I will be joining Hazelcast as CTO

I am very excited to announce that I will be joining the world-class team at Hazelcast as CTO.

Hazelcast (www.hazelcast.com) develops, distributes and supports the leading open source in-memory data grid. The product, also called Hazelcast, is a free open source download under the Apache license that any developer can include in minutes to enable them to build elegantly simple mission-critical, transactional, and terascale in-memory applications. The company provides commercially licensed Enterprise extensions, Hazelcast Management Console and professional open source training, development support and deployment support. The company is privately held and headquartered in Palo Alto, California.

What this means for Hazelcast Users

I will join my efforts to those of Hazelcast CEO Talip Ozturk and the team and bring my deep knowledge of caching to Hazlecast to complement that of the team. I will be out and about at conferences and visiting customers. I have published most of what knowledge I’ve garnered in the conferences, on this page.

With the team we will be figuring out what great features to add to Hazelcast and how to improve the leading open source In-Memory Data Grid.

We will also be bring to market Enterprise Extensions which add high value features based around the Hazelcast core.

Hazelcast has made an announcement that puts this move into their own words.

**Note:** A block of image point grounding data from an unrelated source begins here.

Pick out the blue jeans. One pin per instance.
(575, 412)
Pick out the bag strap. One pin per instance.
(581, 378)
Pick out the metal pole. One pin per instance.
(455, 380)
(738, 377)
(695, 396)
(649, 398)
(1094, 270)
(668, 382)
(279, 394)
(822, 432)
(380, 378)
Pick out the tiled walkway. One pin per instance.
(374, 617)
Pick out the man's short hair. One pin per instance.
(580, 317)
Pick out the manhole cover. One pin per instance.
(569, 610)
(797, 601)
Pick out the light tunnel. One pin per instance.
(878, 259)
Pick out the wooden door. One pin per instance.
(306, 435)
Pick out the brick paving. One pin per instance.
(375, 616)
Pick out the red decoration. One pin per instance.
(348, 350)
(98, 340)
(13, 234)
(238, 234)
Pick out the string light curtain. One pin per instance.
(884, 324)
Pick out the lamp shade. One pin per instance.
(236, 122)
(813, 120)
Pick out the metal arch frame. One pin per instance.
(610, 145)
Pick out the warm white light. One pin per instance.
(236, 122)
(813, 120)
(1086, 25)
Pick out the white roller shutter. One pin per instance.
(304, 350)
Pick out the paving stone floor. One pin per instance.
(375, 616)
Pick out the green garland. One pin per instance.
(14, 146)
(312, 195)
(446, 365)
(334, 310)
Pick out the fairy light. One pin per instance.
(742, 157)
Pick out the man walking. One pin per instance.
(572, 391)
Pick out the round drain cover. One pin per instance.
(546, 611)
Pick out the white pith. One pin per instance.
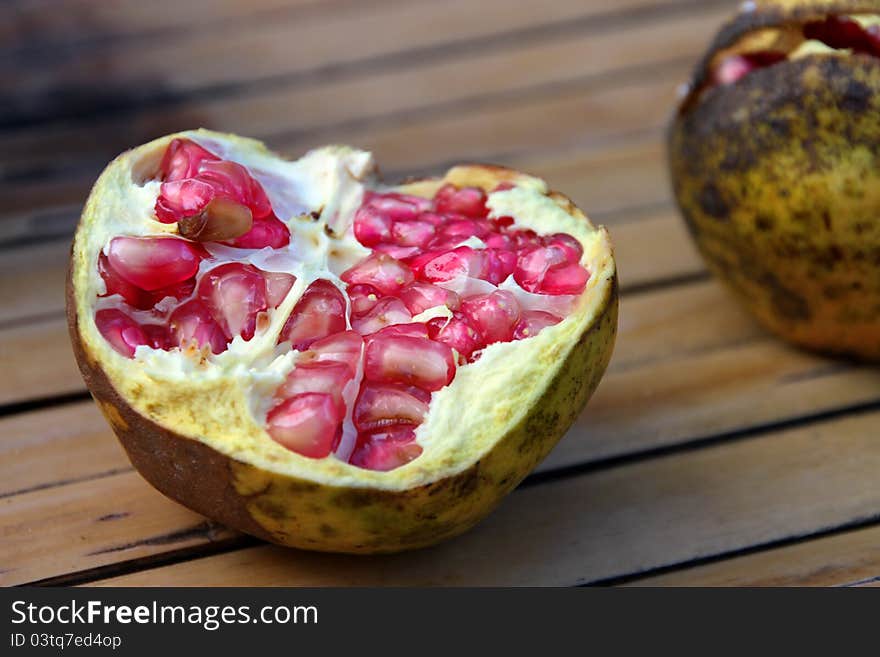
(222, 400)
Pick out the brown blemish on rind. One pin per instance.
(284, 509)
(794, 152)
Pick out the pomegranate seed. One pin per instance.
(418, 362)
(572, 248)
(182, 198)
(493, 315)
(398, 252)
(179, 291)
(345, 347)
(444, 266)
(221, 219)
(233, 181)
(115, 284)
(362, 298)
(419, 297)
(317, 376)
(412, 233)
(532, 266)
(735, 67)
(501, 241)
(152, 263)
(469, 201)
(192, 322)
(121, 331)
(182, 159)
(532, 322)
(308, 424)
(398, 207)
(381, 271)
(526, 239)
(234, 293)
(267, 231)
(569, 278)
(384, 451)
(386, 312)
(499, 265)
(413, 330)
(158, 335)
(432, 218)
(371, 227)
(384, 406)
(278, 284)
(319, 312)
(458, 333)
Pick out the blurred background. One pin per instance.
(553, 88)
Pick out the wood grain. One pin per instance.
(56, 446)
(455, 82)
(91, 523)
(660, 512)
(836, 560)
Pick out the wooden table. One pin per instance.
(711, 453)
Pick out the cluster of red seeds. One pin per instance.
(839, 32)
(365, 351)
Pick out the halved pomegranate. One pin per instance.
(347, 374)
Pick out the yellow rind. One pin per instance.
(778, 178)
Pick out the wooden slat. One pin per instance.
(42, 24)
(836, 560)
(36, 448)
(285, 47)
(452, 84)
(92, 523)
(607, 524)
(585, 119)
(37, 362)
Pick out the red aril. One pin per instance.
(319, 312)
(308, 424)
(419, 297)
(383, 451)
(531, 323)
(182, 159)
(469, 201)
(345, 347)
(192, 323)
(318, 376)
(234, 293)
(151, 263)
(383, 406)
(121, 331)
(278, 285)
(445, 265)
(381, 271)
(386, 312)
(458, 333)
(418, 362)
(493, 315)
(362, 298)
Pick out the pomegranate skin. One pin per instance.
(777, 176)
(300, 512)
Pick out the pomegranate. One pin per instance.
(774, 162)
(316, 372)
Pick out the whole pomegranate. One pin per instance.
(775, 162)
(325, 362)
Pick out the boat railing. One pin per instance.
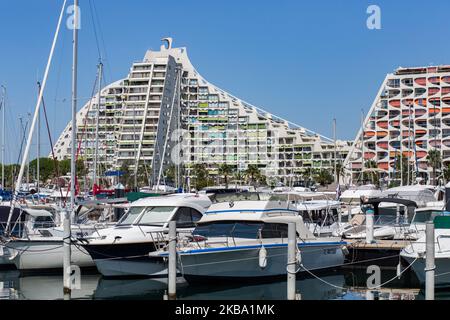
(438, 238)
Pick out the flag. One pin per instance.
(338, 192)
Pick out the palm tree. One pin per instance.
(339, 171)
(372, 175)
(252, 172)
(324, 177)
(200, 172)
(434, 159)
(446, 173)
(225, 170)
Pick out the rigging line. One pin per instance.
(83, 132)
(55, 161)
(95, 30)
(95, 12)
(58, 81)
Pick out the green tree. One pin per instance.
(435, 161)
(324, 177)
(371, 175)
(225, 170)
(47, 168)
(200, 174)
(446, 173)
(253, 173)
(339, 171)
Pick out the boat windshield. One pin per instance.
(424, 216)
(249, 196)
(130, 216)
(43, 222)
(156, 216)
(242, 229)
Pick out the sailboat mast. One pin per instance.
(38, 150)
(74, 107)
(335, 156)
(33, 123)
(3, 135)
(71, 212)
(362, 146)
(100, 71)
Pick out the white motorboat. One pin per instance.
(244, 236)
(124, 249)
(43, 248)
(321, 216)
(351, 198)
(395, 216)
(415, 253)
(26, 222)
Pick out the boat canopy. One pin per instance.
(192, 200)
(377, 201)
(419, 194)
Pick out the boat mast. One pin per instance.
(3, 135)
(30, 133)
(69, 213)
(100, 70)
(335, 159)
(38, 150)
(162, 157)
(362, 146)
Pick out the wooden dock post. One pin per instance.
(429, 263)
(292, 243)
(172, 269)
(369, 226)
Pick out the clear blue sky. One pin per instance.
(306, 61)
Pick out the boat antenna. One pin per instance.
(33, 123)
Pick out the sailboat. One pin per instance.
(46, 250)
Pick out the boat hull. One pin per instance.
(442, 271)
(243, 263)
(127, 260)
(5, 259)
(45, 254)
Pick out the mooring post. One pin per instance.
(292, 243)
(429, 264)
(369, 226)
(172, 260)
(66, 255)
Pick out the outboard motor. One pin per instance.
(119, 192)
(447, 198)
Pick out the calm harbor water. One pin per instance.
(344, 284)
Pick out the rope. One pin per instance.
(342, 288)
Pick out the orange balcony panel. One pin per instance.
(446, 101)
(408, 154)
(432, 91)
(421, 102)
(421, 154)
(383, 165)
(407, 133)
(421, 81)
(394, 103)
(434, 110)
(369, 155)
(382, 124)
(435, 143)
(434, 80)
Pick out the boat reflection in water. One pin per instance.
(309, 288)
(47, 287)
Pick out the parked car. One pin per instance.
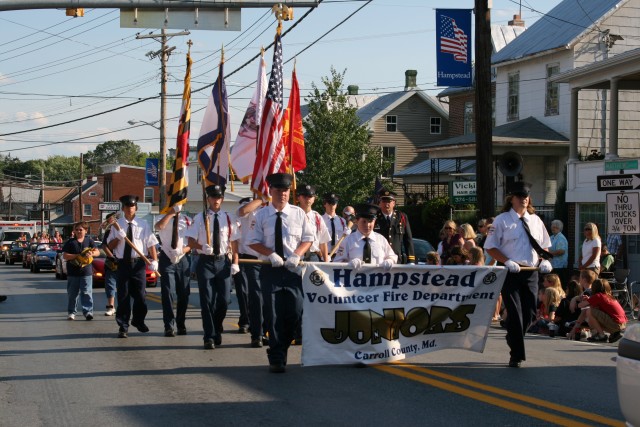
(421, 248)
(14, 252)
(27, 254)
(628, 374)
(43, 258)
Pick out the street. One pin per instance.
(55, 372)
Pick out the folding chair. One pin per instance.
(620, 289)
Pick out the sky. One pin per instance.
(56, 69)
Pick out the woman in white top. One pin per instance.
(590, 259)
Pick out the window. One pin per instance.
(148, 195)
(435, 125)
(551, 98)
(513, 108)
(392, 123)
(468, 117)
(389, 154)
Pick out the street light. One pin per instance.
(163, 156)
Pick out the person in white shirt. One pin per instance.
(365, 246)
(336, 225)
(214, 268)
(174, 269)
(131, 278)
(282, 235)
(509, 244)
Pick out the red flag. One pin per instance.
(270, 152)
(293, 132)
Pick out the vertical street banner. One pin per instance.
(151, 172)
(375, 316)
(453, 47)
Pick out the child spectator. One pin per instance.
(565, 317)
(605, 313)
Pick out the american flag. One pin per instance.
(213, 142)
(452, 39)
(270, 152)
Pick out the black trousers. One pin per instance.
(519, 294)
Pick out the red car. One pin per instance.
(98, 272)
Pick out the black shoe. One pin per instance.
(277, 368)
(614, 337)
(514, 363)
(140, 327)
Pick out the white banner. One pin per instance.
(373, 316)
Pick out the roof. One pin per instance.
(559, 29)
(426, 167)
(529, 131)
(382, 105)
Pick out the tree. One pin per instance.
(339, 156)
(123, 152)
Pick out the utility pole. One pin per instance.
(484, 144)
(163, 53)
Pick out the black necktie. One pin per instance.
(127, 247)
(534, 243)
(279, 247)
(333, 233)
(216, 235)
(366, 251)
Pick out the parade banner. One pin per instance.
(453, 53)
(373, 316)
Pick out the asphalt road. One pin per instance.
(55, 372)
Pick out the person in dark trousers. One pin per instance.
(174, 270)
(518, 238)
(282, 235)
(394, 226)
(131, 279)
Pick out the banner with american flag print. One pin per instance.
(215, 133)
(178, 183)
(453, 33)
(270, 152)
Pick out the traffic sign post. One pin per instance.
(622, 213)
(618, 182)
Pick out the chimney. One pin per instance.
(517, 21)
(410, 77)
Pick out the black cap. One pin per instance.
(520, 188)
(280, 180)
(129, 200)
(366, 210)
(215, 190)
(306, 190)
(387, 194)
(331, 198)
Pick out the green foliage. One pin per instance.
(124, 152)
(339, 156)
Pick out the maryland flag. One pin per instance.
(177, 189)
(293, 133)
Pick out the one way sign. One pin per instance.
(618, 182)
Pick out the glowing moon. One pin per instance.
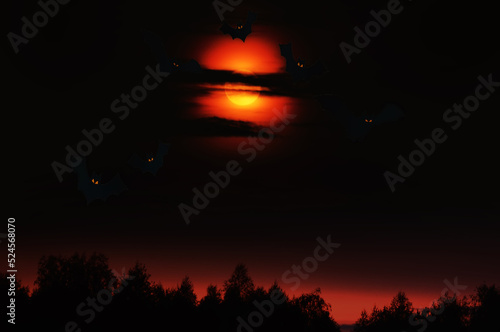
(242, 94)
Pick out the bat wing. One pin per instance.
(353, 124)
(94, 192)
(389, 113)
(158, 48)
(226, 29)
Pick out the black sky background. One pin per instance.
(428, 58)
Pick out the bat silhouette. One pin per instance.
(153, 163)
(241, 31)
(296, 68)
(92, 186)
(168, 65)
(357, 127)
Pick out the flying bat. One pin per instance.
(167, 64)
(297, 68)
(152, 163)
(357, 127)
(92, 186)
(241, 31)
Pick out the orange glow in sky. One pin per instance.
(258, 55)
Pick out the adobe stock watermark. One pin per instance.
(29, 29)
(372, 29)
(221, 7)
(454, 117)
(430, 313)
(249, 148)
(294, 276)
(104, 297)
(121, 106)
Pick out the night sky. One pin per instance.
(311, 181)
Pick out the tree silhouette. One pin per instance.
(137, 303)
(239, 286)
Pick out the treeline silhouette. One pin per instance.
(82, 293)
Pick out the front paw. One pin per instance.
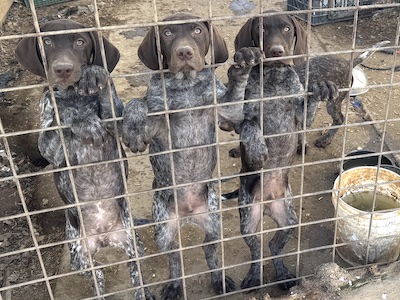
(248, 57)
(90, 131)
(245, 59)
(93, 80)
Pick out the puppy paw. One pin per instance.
(229, 286)
(248, 57)
(93, 81)
(324, 91)
(322, 142)
(245, 59)
(287, 284)
(251, 280)
(234, 152)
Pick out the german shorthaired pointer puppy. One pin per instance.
(188, 85)
(284, 36)
(75, 70)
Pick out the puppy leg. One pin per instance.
(211, 225)
(250, 217)
(281, 211)
(124, 240)
(79, 251)
(165, 238)
(79, 261)
(334, 108)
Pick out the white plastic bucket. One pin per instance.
(353, 224)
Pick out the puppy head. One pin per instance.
(282, 36)
(183, 46)
(65, 53)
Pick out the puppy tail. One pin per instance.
(363, 56)
(230, 195)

What this means for Terracotta BigMemory Users

We will develop a comparative caching/operational store project and product based on Hazelcast core.   This will then be an alternative for BigMemory users.

What this means for Ehcache Users

The ownership of Ehcache was transferred to Terracotta 4 and a half years ago when I joined them who then took over maintenance of it.

While Ehcache remains widely used today, the open source version is only suitable for single node caching. This is not that useful for most production contexts so it is not directly competitive with Hazelcast or for that matter In-Memory Data Grids, which deal with clusters of computers.

I expect Ehcache will implement JCache and that in the future those ISVs and open source frameworks which currently define Ehcache as their caching layer will instead define it using JCache, of which Ehcache will be one provider.

Hazelcast is already developing their JCache implementation, which is already up on GitHub.

What this means for JCache

JCache is the new standard for caches and IMDGs. It includes a key-value API suitable for caches and operational stores. Importantly it was designed primarily for IMDGs. Listeners, loaders, writers and other user-defined classes are expected to be executed somewhere in the cluster, not in process.  And the spec defines and single and batch EntryProcessors, the defining feature of IMDG, which enables in-situ computation.

I will continue to act as spec lead on new maintenance releases of JCache. And I will also work with the Java EE 8 expert group who are including JCache in Java EE8. And I will be working with open source frameworks and ISVs as they move to add a JCache layer to their architectures.

Hazelcast will be one of the first to market with an implementation of JCache which should be available in a production-ready implementation in February.

As it is Apache 2 open source, I encourage open source frameworks and ISVs to include Hazelcast in their distributions as they add JCache. That way they can ship with an out of the box IMDG built in without locking themselves or their users/customers into a single vendor.

By Greg Luck

As Terracotta’s CTO, Greg (@gregrluck) is entrusted with understanding market and technology forces and the business drivers that impact Terracotta’s product innovation and customer success. He helps shape company and technology strategy and designs many of the features in Terracotta’s products. Greg came to Terracotta on the acquisition of the popular caching project Ehcache which he founded in 2003. Prior to joining Terracotta, Greg served as Chief Architect at Australian online travel giant Wotif.com. He also served as a lead consultant for ThoughtWorks on accounts in the United States and Australia, was CIO at Virgin Blue, Tempo Services, Stamford Hotels and Resorts and Australian Resorts and spent seven years as a Chartered Accountant in KPMG’s small business and insolvency divisions. He is a regular speaker at conferences and contributor of articles to the technical press.